Global unemployment forecast
Experts of the Center for the Development of Human Resources JSC (hereinafter referred to as the MDTD), having analyzed the trends in the global labor market caused by the consequences of the coronavirus pandemic, concluded that one should not expect that the unemployment rate in the world, which increased in 2020, will return to normal in the current or next year.
World GDP declined 3.6% in 2020, according to the World Bank, the worst record on record since 1961. Even the 2009 global financial crisis cost the world 1.7% of lost GDP. The global unemployment rate rose to 6.5% in 2020 amid the crisis, compared to 5.4% in 2018-2019. It is expected to decline slightly to 6.3% in 2021. Currently, there is also a downward trend in the unemployment rate, which rose significantly during the pandemic.
So, if in December 2019 this value was 5.3% for the OECD countries as a whole, then in April 2020 it was already 8.8%, and this growth rate was unprecedented in the modern history of the organization.

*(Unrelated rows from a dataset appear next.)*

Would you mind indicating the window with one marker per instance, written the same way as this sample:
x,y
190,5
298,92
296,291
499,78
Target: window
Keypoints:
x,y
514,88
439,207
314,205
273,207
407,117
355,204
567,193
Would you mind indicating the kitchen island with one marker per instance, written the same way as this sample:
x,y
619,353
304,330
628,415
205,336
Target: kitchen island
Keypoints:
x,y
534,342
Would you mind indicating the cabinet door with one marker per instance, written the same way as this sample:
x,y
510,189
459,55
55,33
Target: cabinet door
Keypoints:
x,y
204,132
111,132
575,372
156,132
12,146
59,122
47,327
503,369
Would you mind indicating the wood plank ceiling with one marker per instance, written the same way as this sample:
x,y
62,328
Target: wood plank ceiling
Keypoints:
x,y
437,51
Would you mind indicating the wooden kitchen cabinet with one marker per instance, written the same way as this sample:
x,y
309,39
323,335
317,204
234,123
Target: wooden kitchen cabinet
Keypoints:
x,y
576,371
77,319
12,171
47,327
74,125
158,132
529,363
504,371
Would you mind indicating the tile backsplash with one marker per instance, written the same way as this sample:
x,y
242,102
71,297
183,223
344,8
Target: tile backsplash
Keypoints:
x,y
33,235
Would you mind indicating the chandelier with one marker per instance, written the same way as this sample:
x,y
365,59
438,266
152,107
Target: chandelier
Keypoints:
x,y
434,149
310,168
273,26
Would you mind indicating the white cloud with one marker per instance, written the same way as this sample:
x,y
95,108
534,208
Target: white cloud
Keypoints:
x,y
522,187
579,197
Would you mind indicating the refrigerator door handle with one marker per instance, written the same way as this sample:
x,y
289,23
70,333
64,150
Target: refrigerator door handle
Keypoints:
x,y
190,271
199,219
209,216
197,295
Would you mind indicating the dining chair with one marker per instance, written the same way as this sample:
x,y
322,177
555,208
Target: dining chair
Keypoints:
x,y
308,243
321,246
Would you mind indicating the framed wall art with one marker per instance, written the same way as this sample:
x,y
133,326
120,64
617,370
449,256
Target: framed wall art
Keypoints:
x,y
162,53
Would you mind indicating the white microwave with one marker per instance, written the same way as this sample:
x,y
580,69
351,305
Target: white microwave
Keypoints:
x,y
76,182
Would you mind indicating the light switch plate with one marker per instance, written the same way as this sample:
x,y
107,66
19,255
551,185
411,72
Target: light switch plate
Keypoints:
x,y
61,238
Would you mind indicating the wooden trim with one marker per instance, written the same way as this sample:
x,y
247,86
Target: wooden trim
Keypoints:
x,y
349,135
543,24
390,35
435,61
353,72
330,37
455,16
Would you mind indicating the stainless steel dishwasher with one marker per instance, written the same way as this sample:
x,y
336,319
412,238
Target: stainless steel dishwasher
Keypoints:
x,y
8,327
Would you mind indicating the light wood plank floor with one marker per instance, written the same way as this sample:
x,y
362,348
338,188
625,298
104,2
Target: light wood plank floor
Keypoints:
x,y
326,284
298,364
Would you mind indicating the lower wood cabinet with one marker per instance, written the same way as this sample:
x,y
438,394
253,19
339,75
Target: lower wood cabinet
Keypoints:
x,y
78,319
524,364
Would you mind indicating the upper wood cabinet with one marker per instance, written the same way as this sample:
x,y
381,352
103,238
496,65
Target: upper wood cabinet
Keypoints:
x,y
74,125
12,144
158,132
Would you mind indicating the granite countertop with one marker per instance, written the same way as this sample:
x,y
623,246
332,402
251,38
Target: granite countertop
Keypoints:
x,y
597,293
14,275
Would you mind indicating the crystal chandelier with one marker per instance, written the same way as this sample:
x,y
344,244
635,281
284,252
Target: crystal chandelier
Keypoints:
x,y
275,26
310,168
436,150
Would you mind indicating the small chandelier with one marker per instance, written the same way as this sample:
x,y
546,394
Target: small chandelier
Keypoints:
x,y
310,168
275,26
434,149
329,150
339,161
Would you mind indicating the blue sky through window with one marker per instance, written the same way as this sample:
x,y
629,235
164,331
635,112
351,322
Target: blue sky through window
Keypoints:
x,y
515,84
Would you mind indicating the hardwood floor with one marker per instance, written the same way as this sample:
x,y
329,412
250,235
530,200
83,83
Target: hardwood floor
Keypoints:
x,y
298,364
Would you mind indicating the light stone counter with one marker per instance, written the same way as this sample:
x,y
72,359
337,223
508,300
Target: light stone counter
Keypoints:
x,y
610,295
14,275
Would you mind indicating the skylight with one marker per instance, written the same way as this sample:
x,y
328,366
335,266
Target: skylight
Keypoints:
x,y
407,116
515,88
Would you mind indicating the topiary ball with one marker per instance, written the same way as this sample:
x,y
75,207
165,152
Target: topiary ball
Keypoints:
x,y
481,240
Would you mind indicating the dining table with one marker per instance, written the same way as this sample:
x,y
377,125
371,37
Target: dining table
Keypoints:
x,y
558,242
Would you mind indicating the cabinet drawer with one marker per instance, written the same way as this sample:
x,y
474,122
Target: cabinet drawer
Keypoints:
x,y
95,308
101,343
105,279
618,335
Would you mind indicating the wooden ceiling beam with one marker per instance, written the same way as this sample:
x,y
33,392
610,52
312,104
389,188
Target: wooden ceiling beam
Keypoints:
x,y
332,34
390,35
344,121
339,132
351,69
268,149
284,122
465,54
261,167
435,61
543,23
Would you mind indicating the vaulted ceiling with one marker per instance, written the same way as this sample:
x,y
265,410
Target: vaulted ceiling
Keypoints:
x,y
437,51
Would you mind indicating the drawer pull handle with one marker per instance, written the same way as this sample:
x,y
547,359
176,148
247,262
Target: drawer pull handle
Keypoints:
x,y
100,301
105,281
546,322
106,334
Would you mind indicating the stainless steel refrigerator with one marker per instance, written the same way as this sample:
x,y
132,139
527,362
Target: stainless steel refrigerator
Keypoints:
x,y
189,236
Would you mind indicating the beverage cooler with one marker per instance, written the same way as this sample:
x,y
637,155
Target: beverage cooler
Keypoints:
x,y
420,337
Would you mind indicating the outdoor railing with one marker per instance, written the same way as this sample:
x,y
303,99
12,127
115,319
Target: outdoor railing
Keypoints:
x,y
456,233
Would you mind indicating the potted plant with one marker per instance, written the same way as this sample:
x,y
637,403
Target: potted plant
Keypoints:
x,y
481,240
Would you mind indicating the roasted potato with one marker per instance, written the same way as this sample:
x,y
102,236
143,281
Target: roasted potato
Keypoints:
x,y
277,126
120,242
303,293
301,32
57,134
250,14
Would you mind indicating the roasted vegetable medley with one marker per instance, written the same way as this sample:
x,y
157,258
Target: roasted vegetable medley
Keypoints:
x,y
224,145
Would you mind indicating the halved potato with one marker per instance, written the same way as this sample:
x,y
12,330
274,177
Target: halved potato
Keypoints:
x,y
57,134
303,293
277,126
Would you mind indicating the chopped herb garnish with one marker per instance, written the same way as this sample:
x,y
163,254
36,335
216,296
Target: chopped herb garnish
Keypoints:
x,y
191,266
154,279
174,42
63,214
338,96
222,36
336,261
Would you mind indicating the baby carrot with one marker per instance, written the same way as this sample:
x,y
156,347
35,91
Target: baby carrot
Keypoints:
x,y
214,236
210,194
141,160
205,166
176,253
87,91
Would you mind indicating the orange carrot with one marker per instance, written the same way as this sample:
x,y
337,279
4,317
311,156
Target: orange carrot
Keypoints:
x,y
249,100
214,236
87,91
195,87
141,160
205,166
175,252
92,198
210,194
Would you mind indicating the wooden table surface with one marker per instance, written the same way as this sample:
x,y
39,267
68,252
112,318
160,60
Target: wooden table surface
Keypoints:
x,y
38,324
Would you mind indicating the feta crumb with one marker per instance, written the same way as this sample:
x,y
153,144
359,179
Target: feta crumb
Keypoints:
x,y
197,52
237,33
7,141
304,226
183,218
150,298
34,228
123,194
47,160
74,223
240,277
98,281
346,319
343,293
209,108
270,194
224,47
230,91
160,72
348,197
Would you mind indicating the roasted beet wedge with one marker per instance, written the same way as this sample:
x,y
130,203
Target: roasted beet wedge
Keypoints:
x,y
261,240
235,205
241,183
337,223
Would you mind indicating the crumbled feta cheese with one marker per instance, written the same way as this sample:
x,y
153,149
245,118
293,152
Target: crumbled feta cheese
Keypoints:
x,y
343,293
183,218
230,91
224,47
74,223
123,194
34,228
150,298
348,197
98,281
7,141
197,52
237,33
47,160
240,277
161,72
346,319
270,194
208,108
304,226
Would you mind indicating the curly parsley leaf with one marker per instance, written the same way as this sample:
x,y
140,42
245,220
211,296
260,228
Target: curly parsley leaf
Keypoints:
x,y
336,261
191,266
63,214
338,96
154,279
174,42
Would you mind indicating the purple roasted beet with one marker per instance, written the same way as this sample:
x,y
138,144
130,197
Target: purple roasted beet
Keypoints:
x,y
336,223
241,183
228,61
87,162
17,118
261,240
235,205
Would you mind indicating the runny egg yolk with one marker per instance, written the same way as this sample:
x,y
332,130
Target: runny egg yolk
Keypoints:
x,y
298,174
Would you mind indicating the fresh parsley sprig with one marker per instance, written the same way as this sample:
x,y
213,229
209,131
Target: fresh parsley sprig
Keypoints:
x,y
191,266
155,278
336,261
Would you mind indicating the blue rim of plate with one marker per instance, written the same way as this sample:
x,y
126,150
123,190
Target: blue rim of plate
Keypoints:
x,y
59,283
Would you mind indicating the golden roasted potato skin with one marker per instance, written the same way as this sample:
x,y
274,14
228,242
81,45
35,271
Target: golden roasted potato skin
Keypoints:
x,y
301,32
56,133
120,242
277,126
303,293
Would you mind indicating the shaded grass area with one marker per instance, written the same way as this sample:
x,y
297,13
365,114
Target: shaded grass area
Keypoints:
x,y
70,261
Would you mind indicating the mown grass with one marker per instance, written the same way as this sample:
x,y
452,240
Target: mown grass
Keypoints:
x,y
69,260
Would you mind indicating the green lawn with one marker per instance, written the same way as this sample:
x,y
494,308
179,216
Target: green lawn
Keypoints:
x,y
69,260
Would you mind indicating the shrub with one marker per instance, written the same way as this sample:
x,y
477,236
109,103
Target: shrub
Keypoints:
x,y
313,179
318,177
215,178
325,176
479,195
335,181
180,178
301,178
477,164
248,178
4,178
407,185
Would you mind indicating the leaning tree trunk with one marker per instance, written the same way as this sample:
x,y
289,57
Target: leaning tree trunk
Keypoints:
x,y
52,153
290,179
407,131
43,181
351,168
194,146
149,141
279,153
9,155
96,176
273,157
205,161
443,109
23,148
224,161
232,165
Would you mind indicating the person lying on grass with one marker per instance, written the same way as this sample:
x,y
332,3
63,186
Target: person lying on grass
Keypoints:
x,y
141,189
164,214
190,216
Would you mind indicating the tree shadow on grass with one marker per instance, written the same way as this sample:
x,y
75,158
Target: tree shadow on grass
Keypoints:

In just 4 months, 20.4 million people joined the ranks of the unemployed, and their total number increased 1.6 times, from 35.5 to 55.9 million people.
However, by May 2021, the number of unemployed had dropped to 43.5 million people, or 12.4 million people compared to the peak in April last year. “The aggregate unemployment rate in OECD countries is expected to decline to 6.6% in 2021 compared to 7.1% last year, but will remain above the pre-crisis level of 2019 – 5.4%. Even in 2022 it is expected that this figure will decrease only to 6%, ”said Dmitry Shumekov, Director of the Forecasting Department of the MDTD.
Since many people did not formally lose their jobs and kept in touch with the workplace while on forced leave, an alternative to unemployment is the indicator of hours worked. Thus, according to the ILO, in just the last year, the amount of hours worked decreased globally by 8.8%, which means the loss of 303 million full-time jobs (hereinafter – RMPZ). In terms of regions, the largest losses were incurred by the economies of countries with lower middle income, where they amounted to 11.3% (132 million RMPZ).
Countries with high incomes lost only 8.3% (46.3 million RMPZ), with incomes above the average level – 7.3% (110 million RMPZ), with low incomes – 6.7% (15 million RMPZ).
The G20 countries lost a total of 195 million RLM in 2020, or 8.5% of hours worked, and in 2021, their losses will decrease by three times and amount to 68.2 million RLM, which corresponds to a 3% reduction in hours worked. The worst affected countries in this regard were Peru, where the reduction in hours worked was 27.5%, Honduras (24.3%), Panama (23.5%), Argentina (21%). In the United States, losses amounted to 9.2%, the EU, which is part of 27 countries, lost 8.3%, and the United Kingdom – 12.8%. The losses of the largest economies of the European Union (Germany, France and Italy) amounted to 6.3%, 8.4% and 13.5%, respectively. In the largest Asian economies, the number of hours worked decreased as follows: in China – by 4.1%, Japan – by 5.4%, India – by 13.7%.
In Kazakhstan, according to the ILO, due to the COVID-19 crisis in 2020, the time worked by workers in the economy as a whole decreased by 11.5% compared to the previous year, and the loss of working time, expressed in the number of full-time jobs (40 hours per week), amounted to 939.2 thousand units. In neighboring countries, the reduction in lost working time ranges from 8.5% in the Russian Federation and Uzbekistan to 11.7% in Kyrgyzstan.
On a quarterly basis, the second quarter of 2020 was the hardest for the world economy, when the amount of hours worked decreased by 18.2% compared to the last quarter of 2019, while losses in the first quarter were only 5.2%. But already in the third quarter. the quarter, losses fell to 7.2%, and in the fourth – to 4.6%.
The ILO expects that in 2021, global losses will more than halve compared with losses in 2020 and will amount to 3.5%, or 122 million RMPZ. Of these losses, lower-middle-income countries will account for 42.4 million RISM, or 35%, for upper-middle-income countries, 49.5 million RISM (41%), while losses for high-income countries will amount to only 22 million RMPZ, with low – 8.1 million RMPZ.